Hakainde had been expected to attend the signing ceremony of the Zimbabwe, Mozambique and Zambia Tripartite Transfrontier Conservation Area memorandum of agreement but sent his tourism minister instead.
Mnangagwa and Mozambique’s Filipe Nyusi represented their two countries.
Hichilema has called for mediation between Zambia and Zimbabwe after Mnangagwa, unaware his comments would be made public, told Russian President Vladimir Putin on a trip to Moscow in June that posed a security threat to his country through its growing military links with the United States.
“The Americans,” Mnangagwa told Putin, “are consolidating their power in that country (Zambia), both in terms of security and in terms of financial support to make sure that we feel lonely.”
He asked Putin for support “especially in the area of defence and security as well as food security.”
Zambia said Mnangagwa’s comments were “an unwarranted attack on the country’s sovereignty” and called for “urgent and immediate intervention” by regional countries to defuse the tensions.

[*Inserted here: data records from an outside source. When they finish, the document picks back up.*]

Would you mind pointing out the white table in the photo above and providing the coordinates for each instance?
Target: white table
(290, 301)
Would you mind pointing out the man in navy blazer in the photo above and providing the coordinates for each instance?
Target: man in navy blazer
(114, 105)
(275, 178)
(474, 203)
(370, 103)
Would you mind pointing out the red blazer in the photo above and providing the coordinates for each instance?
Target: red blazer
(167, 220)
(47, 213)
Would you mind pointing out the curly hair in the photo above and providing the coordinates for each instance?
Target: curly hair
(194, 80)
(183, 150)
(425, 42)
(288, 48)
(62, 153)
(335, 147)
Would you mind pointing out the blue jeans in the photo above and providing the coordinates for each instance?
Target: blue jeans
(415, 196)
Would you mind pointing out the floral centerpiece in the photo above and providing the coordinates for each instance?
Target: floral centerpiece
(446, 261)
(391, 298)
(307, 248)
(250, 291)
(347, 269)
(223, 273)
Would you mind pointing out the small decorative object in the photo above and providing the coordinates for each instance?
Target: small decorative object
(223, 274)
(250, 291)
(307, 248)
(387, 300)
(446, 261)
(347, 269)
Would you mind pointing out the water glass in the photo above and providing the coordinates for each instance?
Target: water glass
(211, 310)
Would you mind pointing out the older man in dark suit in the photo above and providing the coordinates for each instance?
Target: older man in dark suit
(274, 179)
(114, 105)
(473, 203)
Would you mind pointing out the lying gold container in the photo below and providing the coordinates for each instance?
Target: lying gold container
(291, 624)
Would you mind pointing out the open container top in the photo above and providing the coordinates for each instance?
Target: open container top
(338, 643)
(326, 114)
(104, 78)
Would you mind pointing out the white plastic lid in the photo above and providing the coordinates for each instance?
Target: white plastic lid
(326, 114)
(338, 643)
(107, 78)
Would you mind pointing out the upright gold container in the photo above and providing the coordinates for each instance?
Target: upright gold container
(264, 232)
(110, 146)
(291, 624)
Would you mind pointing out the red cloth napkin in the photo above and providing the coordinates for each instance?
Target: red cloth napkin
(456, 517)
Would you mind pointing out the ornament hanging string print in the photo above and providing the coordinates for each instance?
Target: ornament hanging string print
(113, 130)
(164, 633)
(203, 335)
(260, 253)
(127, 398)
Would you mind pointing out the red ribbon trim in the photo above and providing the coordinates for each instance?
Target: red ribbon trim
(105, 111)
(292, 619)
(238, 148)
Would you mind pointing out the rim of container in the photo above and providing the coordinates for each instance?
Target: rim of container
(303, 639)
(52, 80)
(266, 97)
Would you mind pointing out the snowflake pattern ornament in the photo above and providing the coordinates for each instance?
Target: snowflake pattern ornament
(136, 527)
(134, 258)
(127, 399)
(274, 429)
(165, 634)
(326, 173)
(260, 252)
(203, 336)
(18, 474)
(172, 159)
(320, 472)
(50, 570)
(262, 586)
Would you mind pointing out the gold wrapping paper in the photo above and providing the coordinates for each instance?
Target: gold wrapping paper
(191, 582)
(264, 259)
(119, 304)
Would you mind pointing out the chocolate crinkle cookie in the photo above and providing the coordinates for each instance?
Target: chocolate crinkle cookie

Mulambo Haimbe, Zambia’s foreign minister, called for regional countries to help “find a lasting solution to the matters in issue through an appropriate mediation process which should result in measurable outcomes.”
“It is in this context that we have sought the regional bodies’ urgent and immediate intervention in relation to the present and any other matters in seeming contention between Zimbabwe and ourselves,” he told the country’s parliament in June.
One platform where the matter could be discussed is the SADC summit in Harare next month, but it remains unclear if Hichilema will attend.
Zimbabwe and Zambia have been locked in a simmering diplomatic tiff since longtime opposition leader Hakainde Hichilema assumed power in 2021, defeating incumbent Edgar Lungu who enjoyed the support of Mnangagwa’s Zanu PF party.
Hichilema was part of an alliance of regional opposition parties which included the Movement for Democratic Change in Zimbabwe, and Mnangagwa’s government suspects he has been channelling financial assistance to his rivals.
The row deepened after Zimbabwe’s disputed elections in August 2023 when a SADC election observation mission headed by Zambian national Nevers Mumba concluded that the polls were not held according to regional and international standards on democratic elections, angering Mnangagwa.